Belsunce de Castelmoran, Henri François Xavier de
BELSUNCE DE CASTELMORAN, HENRI FRANÇOIS XAVIER DE
Bishop of Marseilles, foe of Jansenism; b. Chateau de la Force, Périgord, 1671; d. Marseilles, 1755. He was the son of the Marquis de Castelmoran and Ann de Caumont de Lausun. After classical studies at the Collège de Clermont (Louis-le-Grand), he entered the Society of Jesus, but left to become vicar-general of Agen in 1699, and bishop of Marseilles in 1709. By his heroic care of plague victims in 1720–21, he earned the title of "Good Bishop" and mention in Pope's Essay on Man. Louis XV offered him the See of Laon, with first ecclesiastical peerage in France, and the office of metropolitan of Bordeaux. Both rewards Belsunce refused. As bishop, he fought Jansenism by participating in the synod of Embrun (1727), by ordering his priests to refuse absolution to appellants against unigenitus, and by pastoral letters (although these may have been the work of the Jesuit Lemoire). His writings include a biography of his aunt, Vie de Suzanne-Henriette de Foix (Agen 1702); Antiquités de l'Église de Marseille et la sucession de ses évèques (Marseilles 1747–51); and translations of St.

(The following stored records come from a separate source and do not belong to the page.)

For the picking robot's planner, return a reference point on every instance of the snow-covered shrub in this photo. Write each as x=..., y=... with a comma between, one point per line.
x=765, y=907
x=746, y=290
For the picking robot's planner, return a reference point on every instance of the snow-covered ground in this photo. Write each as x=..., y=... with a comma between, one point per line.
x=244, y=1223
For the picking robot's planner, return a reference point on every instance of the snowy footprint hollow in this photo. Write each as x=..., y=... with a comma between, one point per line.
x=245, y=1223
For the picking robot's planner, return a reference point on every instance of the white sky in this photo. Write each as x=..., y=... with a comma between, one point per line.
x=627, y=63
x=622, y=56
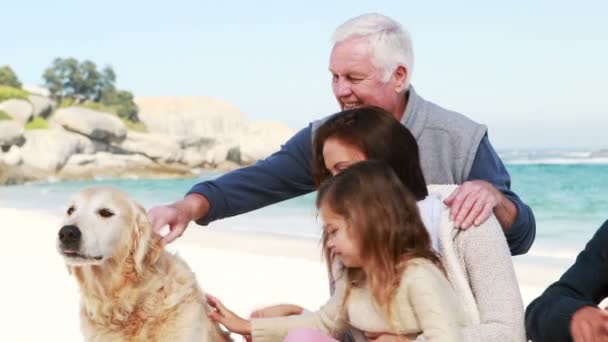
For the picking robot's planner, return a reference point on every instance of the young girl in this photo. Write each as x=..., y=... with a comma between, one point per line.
x=391, y=280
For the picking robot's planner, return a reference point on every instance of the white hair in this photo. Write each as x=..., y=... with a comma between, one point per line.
x=390, y=44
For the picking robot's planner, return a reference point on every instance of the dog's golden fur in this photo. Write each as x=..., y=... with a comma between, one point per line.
x=132, y=290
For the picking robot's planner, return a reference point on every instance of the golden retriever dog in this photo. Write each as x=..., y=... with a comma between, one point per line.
x=131, y=288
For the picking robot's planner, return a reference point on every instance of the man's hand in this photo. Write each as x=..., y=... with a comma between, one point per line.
x=178, y=215
x=385, y=337
x=227, y=318
x=473, y=202
x=277, y=311
x=589, y=324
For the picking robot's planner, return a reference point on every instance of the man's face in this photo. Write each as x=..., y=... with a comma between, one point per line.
x=357, y=82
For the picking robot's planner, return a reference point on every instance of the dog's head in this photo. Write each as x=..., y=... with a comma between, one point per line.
x=103, y=223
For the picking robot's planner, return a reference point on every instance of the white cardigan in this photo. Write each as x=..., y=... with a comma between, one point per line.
x=480, y=269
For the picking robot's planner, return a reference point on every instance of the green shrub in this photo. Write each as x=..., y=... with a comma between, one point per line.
x=38, y=123
x=7, y=93
x=4, y=116
x=134, y=126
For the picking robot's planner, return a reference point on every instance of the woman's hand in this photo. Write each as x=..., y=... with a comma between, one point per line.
x=220, y=314
x=277, y=311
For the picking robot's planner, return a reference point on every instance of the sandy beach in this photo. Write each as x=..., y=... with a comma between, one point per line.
x=39, y=299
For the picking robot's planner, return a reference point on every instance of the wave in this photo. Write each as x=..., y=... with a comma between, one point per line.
x=559, y=161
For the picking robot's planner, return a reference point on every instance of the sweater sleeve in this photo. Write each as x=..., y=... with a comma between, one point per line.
x=433, y=301
x=493, y=282
x=488, y=166
x=584, y=284
x=283, y=175
x=329, y=319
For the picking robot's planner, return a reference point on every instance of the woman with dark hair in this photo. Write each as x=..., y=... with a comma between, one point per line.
x=477, y=260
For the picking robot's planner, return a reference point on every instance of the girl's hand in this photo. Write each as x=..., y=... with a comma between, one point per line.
x=277, y=311
x=220, y=314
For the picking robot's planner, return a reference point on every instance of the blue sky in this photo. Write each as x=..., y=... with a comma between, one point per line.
x=534, y=71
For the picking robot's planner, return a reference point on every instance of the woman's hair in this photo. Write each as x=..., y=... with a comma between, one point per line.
x=378, y=135
x=383, y=218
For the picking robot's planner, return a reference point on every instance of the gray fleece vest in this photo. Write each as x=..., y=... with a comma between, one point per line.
x=447, y=140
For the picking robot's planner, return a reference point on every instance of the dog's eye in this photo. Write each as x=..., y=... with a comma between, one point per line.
x=105, y=213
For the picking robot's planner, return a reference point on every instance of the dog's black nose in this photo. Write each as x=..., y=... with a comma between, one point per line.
x=69, y=236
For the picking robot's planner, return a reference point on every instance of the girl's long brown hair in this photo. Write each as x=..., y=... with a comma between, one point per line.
x=377, y=134
x=383, y=218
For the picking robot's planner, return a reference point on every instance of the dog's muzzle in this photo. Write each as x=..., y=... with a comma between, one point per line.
x=69, y=236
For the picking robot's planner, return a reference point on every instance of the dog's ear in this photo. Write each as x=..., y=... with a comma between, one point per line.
x=147, y=246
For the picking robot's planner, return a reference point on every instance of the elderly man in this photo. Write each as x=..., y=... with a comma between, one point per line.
x=371, y=63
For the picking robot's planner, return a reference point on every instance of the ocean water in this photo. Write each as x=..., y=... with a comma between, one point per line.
x=567, y=190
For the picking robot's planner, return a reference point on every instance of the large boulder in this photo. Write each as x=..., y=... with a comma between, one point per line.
x=12, y=157
x=11, y=133
x=37, y=90
x=197, y=117
x=190, y=116
x=158, y=147
x=49, y=150
x=96, y=125
x=20, y=110
x=103, y=164
x=42, y=106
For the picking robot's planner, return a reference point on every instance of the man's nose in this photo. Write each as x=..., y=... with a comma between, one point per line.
x=342, y=88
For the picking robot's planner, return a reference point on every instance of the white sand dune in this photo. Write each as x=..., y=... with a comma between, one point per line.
x=39, y=299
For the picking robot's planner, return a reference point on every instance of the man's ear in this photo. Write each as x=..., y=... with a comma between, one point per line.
x=399, y=78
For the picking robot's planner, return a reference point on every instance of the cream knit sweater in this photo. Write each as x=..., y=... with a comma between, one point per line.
x=480, y=269
x=424, y=303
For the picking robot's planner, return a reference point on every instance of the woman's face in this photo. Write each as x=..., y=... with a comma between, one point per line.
x=339, y=155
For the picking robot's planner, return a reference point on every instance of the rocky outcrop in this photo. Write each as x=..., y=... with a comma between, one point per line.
x=94, y=125
x=42, y=106
x=103, y=164
x=48, y=150
x=11, y=133
x=193, y=117
x=184, y=135
x=20, y=110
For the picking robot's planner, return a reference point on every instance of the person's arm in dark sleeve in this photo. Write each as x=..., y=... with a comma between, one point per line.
x=283, y=175
x=488, y=166
x=548, y=317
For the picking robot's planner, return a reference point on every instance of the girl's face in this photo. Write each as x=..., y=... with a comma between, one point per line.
x=338, y=155
x=341, y=242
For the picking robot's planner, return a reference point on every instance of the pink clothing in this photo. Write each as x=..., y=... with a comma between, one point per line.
x=302, y=335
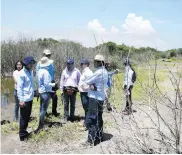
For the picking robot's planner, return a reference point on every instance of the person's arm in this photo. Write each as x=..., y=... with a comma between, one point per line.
x=47, y=80
x=62, y=81
x=15, y=77
x=52, y=71
x=20, y=92
x=78, y=76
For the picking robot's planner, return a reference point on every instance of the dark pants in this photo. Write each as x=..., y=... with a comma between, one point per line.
x=108, y=105
x=16, y=109
x=85, y=102
x=25, y=113
x=44, y=103
x=129, y=99
x=95, y=121
x=54, y=102
x=69, y=99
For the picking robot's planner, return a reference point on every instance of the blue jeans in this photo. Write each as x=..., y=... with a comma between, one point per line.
x=44, y=103
x=16, y=109
x=72, y=100
x=25, y=113
x=95, y=121
x=85, y=102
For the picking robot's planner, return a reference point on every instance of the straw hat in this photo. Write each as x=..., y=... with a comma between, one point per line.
x=44, y=62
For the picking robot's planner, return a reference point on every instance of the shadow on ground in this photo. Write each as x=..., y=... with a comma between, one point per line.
x=75, y=118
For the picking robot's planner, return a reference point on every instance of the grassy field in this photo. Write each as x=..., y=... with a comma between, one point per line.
x=73, y=131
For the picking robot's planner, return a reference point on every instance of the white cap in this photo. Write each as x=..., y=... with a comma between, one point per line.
x=47, y=52
x=45, y=61
x=99, y=58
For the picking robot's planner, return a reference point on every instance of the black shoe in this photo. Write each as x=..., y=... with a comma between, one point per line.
x=23, y=138
x=109, y=109
x=55, y=114
x=65, y=120
x=87, y=143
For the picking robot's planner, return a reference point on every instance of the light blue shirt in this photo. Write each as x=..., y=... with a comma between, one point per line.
x=25, y=86
x=44, y=81
x=99, y=79
x=50, y=69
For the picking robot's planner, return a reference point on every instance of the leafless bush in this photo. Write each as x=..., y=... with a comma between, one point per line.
x=156, y=127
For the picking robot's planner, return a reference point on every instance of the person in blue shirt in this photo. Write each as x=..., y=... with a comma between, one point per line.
x=47, y=53
x=96, y=94
x=109, y=84
x=25, y=93
x=44, y=88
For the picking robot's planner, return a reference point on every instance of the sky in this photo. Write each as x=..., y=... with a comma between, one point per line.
x=154, y=23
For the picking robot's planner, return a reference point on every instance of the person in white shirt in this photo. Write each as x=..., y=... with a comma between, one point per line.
x=129, y=79
x=16, y=74
x=69, y=81
x=44, y=88
x=86, y=73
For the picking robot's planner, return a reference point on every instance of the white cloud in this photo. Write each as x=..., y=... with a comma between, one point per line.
x=160, y=21
x=137, y=25
x=96, y=26
x=136, y=31
x=114, y=29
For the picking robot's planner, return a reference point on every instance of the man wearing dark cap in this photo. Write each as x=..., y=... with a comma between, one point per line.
x=70, y=78
x=129, y=79
x=86, y=73
x=25, y=92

Augustine's De agone christiano and St. Robert Bellarmine's De arte bene moriendi.
Bibliography: Oeuvres choisies, ed. a. jauffret, 2 v. (Metz 1822). t. bÉrengier, Vie de Mgr. Henry de Belsunce, évèque de Marseille, 2 v. (Lyon 1886–87). p. barbet–massin, Éloge de Belzunce (Paris 1821). p. calendini, Dictionnaire d'histoire et de géographie ecclésiastiques 7:951–53.